Re: [PATCH] x86/memcpy: Introduce memcpy_mcsafe_fast

From: Linus Torvalds <torvalds@linux-foundation.org>
To: Dan Williams <dan.j.williams@intel.com>
Cc: Andy Lutomirski <luto@amacapital.net>,
	Thomas Gleixner <tglx@linutronix.de>,
	Ingo Molnar <mingo@redhat.com>, X86 ML <x86@kernel.org>,
	stable <stable@vger.kernel.org>, Borislav Petkov <bp@alien8.de>,
	"H. Peter Anvin" <hpa@zytor.com>,
	Peter Zijlstra <peterz@infradead.org>,
	Tony Luck <tony.luck@intel.com>,
	Erwin Tsaur <erwin.tsaur@intel.com>,
	Linux Kernel Mailing List <linux-kernel@vger.kernel.org>,
	linux-nvdimm <linux-nvdimm@lists.01.org>
Subject: Re: [PATCH] x86/memcpy: Introduce memcpy_mcsafe_fast
Date: Mon, 20 Apr 2020 13:07:09 -0700	[thread overview]
Message-ID: <CAHk-=wgOUOveRe8=iFWw0S1LSDEjSfQ-4bM64eiXdGj4n7Omng@mail.gmail.com> (raw)
In-Reply-To: <CAPcyv4iTaBNPMwqUwas+J4rxd867QL7JnQBYB8NKnYaTA-R_Tw@mail.gmail.com>

On Mon, Apr 20, 2020 at 12:29 PM Dan Williams <dan.j.williams@intel.com> wrote:
>
>  I didn't consider asynchronous to be
> better because that means there is a gap between when the data
> corruption is detected and when it might escape the system that some
> external agent could trust the result and start acting on before the
> asynchronous signal is delivered.

The thing is, absolutely nobody cares whether you start acting on the
wrong data or not.

Even if you use the wrong data as a pointer, and get other wrong data
behind it (or take an exception), that doesn't change a thing: the end
result is still the exact same thing "unpredictably wrong data". You
didn't really make things worse by continuing, and people who care
about some very particular case can easily add a barrier to get any
error before they go past some important point.

It's not like Intel hasn't done that before. It's how legacy FP
instructions work - and while the legacy FP unit had horrendous
problems, the delayed exception wasn't one of them (routing it to
irq13 was, but that's on IBM, not Intel). Async exception handling
simplifies a lot of problems, and in fact, if you then have explicit
"check now" points (which the Intel FPU also had, as long as you
didn't have that nasty irq13 routing), it simplifies software too.
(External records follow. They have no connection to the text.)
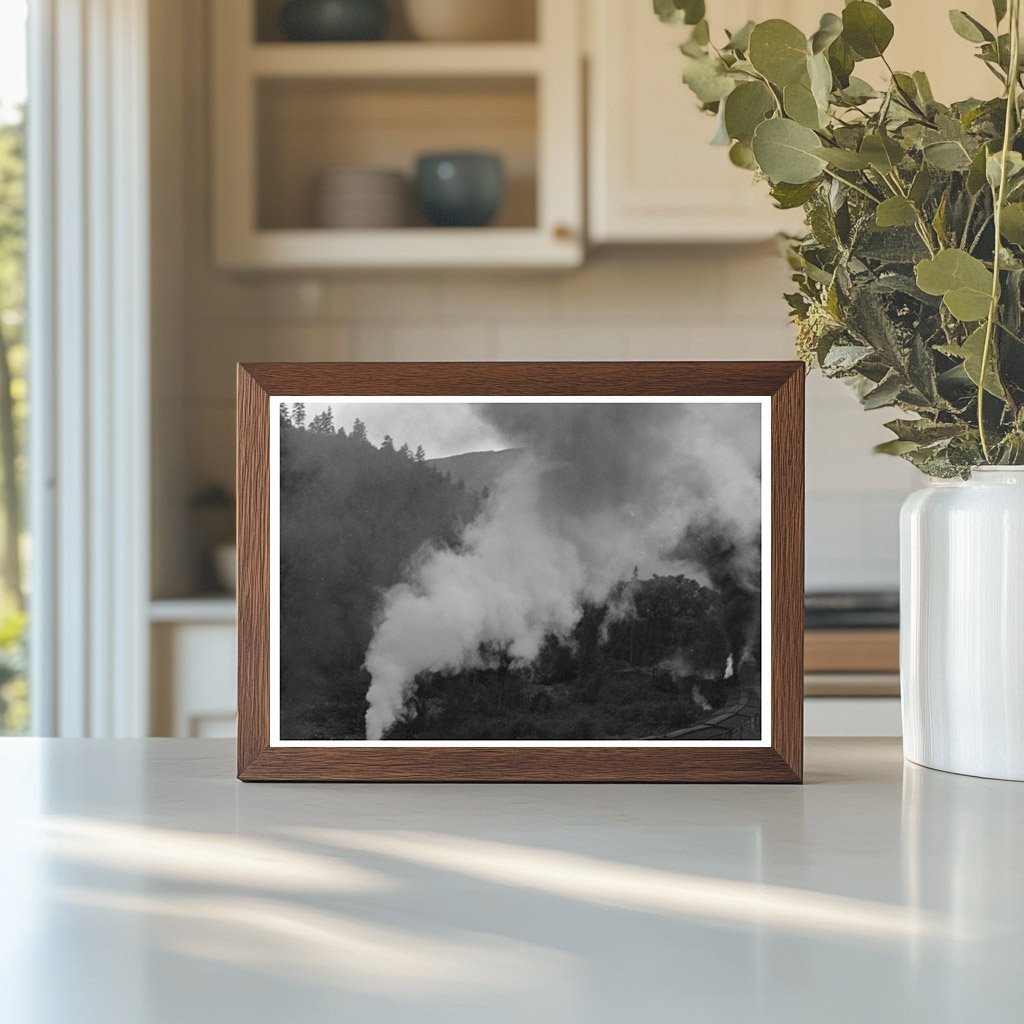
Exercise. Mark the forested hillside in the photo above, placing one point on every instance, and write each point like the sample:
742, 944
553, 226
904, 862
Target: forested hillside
351, 516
So there is no _advantage_ to being synchronous to the source of the
problem.  There is only pain.

There are lots and lots of disadvantages, most of them being
variations - on many different levesl of - "it hit at a point where I
cannot recover".

The microcode example is one such example that Intel engineers should
really take to heart. But the real take-away is that it is only _one_
such example. And making the microcode able to recover doesn't fix all
the _other_ places that aren't able to recover at that point, or fix
the fundamental pain.

For example, for the kernel, NMI's tend to be pretty special things,
and we simply may not be able to handle errors inside an NMI context.
It's not all that unlike the intel microcode example, just at another
level.

But we have lots of other situations. We have random
compiler-generated code, and we're simply not able to take exceptions
at random stages and expect to recover. We have very strict rules
about "this might be unsafe", and a normal memory access of a trusted
pointer IS NOT IT.

But at a higher level, something like "strnlen()" - or any other
low-level library routine - isn't really all that different from
microcode for most programs. We don't want to have a million copies of
"standard library routine, except for nvram".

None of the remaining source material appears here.